Abstract
Reinventing Detroit Motor Town in 1968 & rethinking historically today an unexpected case
Seven years after the reported event, the French automobile engineer Pierre Bézier testified to the effect produced in January 1968 by his keynote speech at Detroit before the Society of Automotive Engineers (SAE).
“My text had been released by the SAE several weeks before the opening of the meeting, where I had the perilous honor of appearing as a curtain raiser. No doubt my paper had aroused some curiosity, because I spoke in front of an almost full room. At the very back, on either side of the main door, stood two compact groups. My colleague, who was our correspondent in the USA, told me that one belonged to Ford and the other to General Motors. People from Chrysler and people from Budd were also present”.

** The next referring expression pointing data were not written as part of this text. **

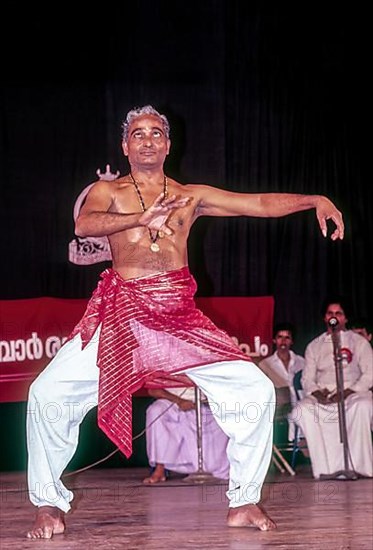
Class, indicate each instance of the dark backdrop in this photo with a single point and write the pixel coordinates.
(257, 101)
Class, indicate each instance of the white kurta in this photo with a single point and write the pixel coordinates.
(282, 377)
(320, 423)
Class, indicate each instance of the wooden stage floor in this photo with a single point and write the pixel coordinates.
(114, 510)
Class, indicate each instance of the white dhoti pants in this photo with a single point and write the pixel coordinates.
(241, 397)
(320, 426)
(171, 439)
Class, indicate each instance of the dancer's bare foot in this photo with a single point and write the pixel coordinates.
(49, 521)
(250, 515)
(158, 475)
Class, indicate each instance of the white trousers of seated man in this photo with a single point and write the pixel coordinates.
(320, 426)
(241, 398)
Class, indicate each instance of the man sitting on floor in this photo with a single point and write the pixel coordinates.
(171, 436)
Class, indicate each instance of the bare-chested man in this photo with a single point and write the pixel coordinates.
(147, 296)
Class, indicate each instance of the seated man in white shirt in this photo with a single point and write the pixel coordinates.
(281, 367)
(318, 414)
(171, 436)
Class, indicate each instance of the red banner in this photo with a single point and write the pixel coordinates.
(32, 331)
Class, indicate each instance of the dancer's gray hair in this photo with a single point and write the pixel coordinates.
(139, 111)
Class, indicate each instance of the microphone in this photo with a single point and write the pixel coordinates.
(333, 322)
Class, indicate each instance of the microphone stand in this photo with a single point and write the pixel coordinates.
(347, 473)
(200, 476)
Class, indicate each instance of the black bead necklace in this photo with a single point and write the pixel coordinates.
(154, 246)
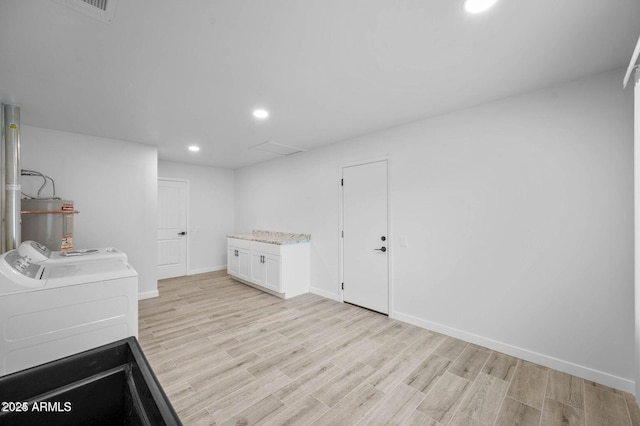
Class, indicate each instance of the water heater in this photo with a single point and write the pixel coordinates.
(48, 221)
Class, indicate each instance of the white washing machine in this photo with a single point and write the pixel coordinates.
(39, 253)
(51, 309)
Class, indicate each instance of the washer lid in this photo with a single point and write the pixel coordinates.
(57, 275)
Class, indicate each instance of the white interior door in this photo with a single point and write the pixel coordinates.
(172, 228)
(365, 236)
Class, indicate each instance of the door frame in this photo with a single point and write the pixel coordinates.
(390, 234)
(186, 254)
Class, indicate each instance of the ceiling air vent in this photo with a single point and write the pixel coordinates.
(276, 148)
(102, 10)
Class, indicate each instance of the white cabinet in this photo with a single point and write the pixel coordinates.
(238, 258)
(265, 271)
(280, 269)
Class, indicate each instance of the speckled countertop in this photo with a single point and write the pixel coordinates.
(272, 237)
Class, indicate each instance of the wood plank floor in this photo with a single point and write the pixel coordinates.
(228, 354)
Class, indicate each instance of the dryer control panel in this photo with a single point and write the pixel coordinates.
(34, 251)
(23, 265)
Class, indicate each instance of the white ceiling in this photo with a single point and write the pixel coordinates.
(172, 73)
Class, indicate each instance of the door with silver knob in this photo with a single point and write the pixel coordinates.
(365, 249)
(172, 226)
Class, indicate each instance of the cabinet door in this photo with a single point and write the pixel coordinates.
(232, 261)
(272, 273)
(244, 267)
(257, 268)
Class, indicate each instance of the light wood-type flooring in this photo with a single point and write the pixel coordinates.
(229, 354)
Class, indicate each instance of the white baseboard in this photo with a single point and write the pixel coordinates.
(205, 270)
(148, 294)
(541, 359)
(327, 294)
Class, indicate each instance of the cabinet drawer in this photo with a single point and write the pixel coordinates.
(266, 248)
(238, 243)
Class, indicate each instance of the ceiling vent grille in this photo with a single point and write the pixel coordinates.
(102, 10)
(276, 148)
(100, 4)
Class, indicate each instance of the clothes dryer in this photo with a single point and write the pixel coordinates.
(50, 310)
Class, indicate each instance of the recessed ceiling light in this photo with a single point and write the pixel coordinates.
(260, 113)
(478, 6)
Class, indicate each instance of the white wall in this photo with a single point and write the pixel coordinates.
(211, 212)
(519, 216)
(113, 185)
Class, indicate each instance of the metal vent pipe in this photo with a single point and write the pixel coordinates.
(11, 188)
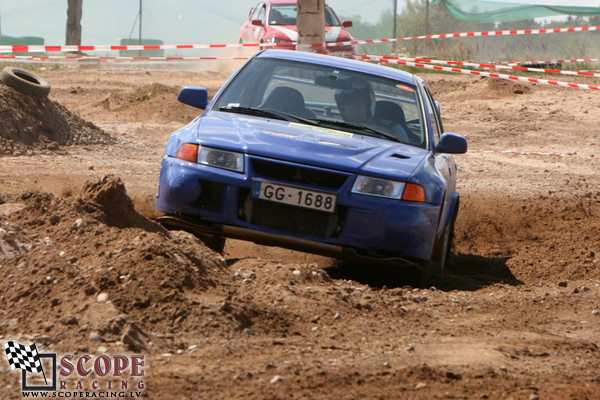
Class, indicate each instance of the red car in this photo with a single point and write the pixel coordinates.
(274, 21)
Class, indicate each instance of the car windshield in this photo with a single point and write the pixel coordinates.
(326, 96)
(285, 14)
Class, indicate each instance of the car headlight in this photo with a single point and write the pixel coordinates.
(213, 157)
(378, 187)
(221, 159)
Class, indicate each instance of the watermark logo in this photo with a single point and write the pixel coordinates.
(27, 359)
(117, 376)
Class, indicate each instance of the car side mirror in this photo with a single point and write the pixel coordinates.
(451, 143)
(193, 96)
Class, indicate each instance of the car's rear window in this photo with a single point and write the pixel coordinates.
(325, 93)
(285, 14)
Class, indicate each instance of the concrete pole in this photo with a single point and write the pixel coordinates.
(311, 24)
(74, 13)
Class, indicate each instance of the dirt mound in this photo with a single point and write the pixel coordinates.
(156, 102)
(455, 88)
(40, 123)
(547, 238)
(95, 268)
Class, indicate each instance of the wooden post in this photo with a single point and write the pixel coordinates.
(311, 24)
(74, 12)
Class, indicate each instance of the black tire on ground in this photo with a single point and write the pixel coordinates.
(25, 82)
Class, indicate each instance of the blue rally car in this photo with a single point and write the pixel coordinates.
(320, 154)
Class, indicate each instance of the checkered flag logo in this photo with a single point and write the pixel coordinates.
(23, 357)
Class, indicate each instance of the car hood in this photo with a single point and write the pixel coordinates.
(307, 144)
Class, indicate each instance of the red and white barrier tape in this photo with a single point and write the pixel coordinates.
(533, 153)
(117, 58)
(576, 60)
(468, 34)
(54, 49)
(480, 73)
(59, 49)
(484, 66)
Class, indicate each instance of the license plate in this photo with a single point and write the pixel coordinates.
(294, 196)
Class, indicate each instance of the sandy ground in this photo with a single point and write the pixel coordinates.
(517, 315)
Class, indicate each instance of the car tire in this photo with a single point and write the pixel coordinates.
(437, 264)
(25, 82)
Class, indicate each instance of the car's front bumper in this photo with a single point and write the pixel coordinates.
(219, 202)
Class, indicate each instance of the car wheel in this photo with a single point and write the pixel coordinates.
(215, 243)
(25, 82)
(437, 264)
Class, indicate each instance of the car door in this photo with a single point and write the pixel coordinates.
(443, 163)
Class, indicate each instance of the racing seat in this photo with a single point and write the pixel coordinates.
(276, 18)
(389, 114)
(288, 100)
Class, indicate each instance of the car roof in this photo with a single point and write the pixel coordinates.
(283, 2)
(339, 62)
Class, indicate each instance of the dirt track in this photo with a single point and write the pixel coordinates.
(516, 316)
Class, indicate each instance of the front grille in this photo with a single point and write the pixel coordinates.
(290, 219)
(296, 174)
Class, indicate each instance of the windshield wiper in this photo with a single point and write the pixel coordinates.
(268, 113)
(367, 130)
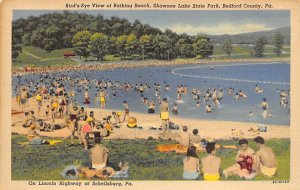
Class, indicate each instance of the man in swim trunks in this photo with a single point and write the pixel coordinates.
(23, 98)
(265, 160)
(164, 114)
(211, 163)
(99, 154)
(244, 161)
(184, 137)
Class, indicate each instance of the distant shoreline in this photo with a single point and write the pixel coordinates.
(139, 64)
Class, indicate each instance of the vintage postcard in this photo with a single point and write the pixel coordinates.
(149, 94)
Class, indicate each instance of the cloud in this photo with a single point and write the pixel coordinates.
(219, 29)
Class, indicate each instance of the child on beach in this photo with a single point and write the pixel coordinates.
(126, 110)
(195, 140)
(184, 137)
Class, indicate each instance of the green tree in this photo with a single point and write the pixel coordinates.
(144, 44)
(131, 44)
(203, 46)
(80, 42)
(278, 44)
(16, 42)
(120, 45)
(185, 47)
(227, 47)
(99, 44)
(259, 47)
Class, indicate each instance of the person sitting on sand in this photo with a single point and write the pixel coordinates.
(208, 108)
(184, 137)
(191, 166)
(99, 154)
(265, 159)
(34, 137)
(151, 108)
(105, 173)
(82, 113)
(86, 97)
(211, 163)
(258, 90)
(102, 99)
(175, 109)
(116, 117)
(195, 139)
(242, 94)
(244, 161)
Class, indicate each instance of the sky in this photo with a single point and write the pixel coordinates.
(192, 22)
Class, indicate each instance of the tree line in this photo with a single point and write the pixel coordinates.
(98, 36)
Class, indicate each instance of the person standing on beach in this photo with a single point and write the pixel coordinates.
(164, 114)
(86, 97)
(191, 164)
(264, 105)
(99, 154)
(215, 98)
(265, 159)
(184, 137)
(126, 110)
(102, 99)
(244, 161)
(23, 98)
(211, 163)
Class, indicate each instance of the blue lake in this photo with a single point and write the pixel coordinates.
(271, 77)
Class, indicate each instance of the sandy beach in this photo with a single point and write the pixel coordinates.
(208, 129)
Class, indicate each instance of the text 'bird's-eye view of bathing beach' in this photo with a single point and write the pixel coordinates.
(150, 95)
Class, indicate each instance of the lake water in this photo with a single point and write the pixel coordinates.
(271, 77)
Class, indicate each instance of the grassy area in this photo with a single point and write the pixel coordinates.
(33, 56)
(112, 58)
(44, 54)
(242, 49)
(45, 162)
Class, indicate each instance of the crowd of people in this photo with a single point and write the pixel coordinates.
(57, 96)
(247, 164)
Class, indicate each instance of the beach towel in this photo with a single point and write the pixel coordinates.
(16, 112)
(211, 177)
(70, 172)
(167, 147)
(270, 172)
(51, 142)
(234, 147)
(164, 115)
(247, 163)
(87, 128)
(54, 105)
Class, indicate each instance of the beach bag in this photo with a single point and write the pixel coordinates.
(164, 115)
(54, 105)
(167, 147)
(87, 128)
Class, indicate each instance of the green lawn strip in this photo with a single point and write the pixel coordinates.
(46, 162)
(44, 54)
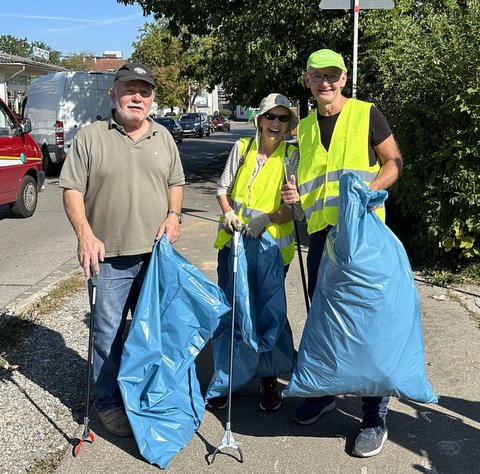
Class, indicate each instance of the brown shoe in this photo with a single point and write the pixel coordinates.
(270, 398)
(115, 421)
(217, 403)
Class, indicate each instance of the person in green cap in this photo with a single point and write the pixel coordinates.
(343, 134)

Bézier’s paper on “How Renault uses numerical control for car body design and tooling” had aroused the curiosity of the participants of the Automotive Engineering Congress. His triumphant intervention was followed by a 4-day marathon at the invitation of the major American car manufacturers: on January 13, he was at Ford in Dearborn: the next day at GM in Flint, then at Budd in Philadelphia and last at Chrysler before returning to France. In his mission report, Pierre Bézier noticed that, despite a common idea at the time, digital developments were neither much advanced nor even well underway in America. In their attempts to digitize the design of bodywork, none of the rival companies had resolved “to link all the phases of the process of study and manufacture of bodywork”. Pierre Bézier offered a unique and unexpected solution that would later be at the heart of Computer Aided Design and Manufacturing (CAD/CAM). What was Bézier proposing to do differently ? This digital reinvention case questions the history of companies and innovations. It will serve as a proposal for a new historiographical focus on the invention process.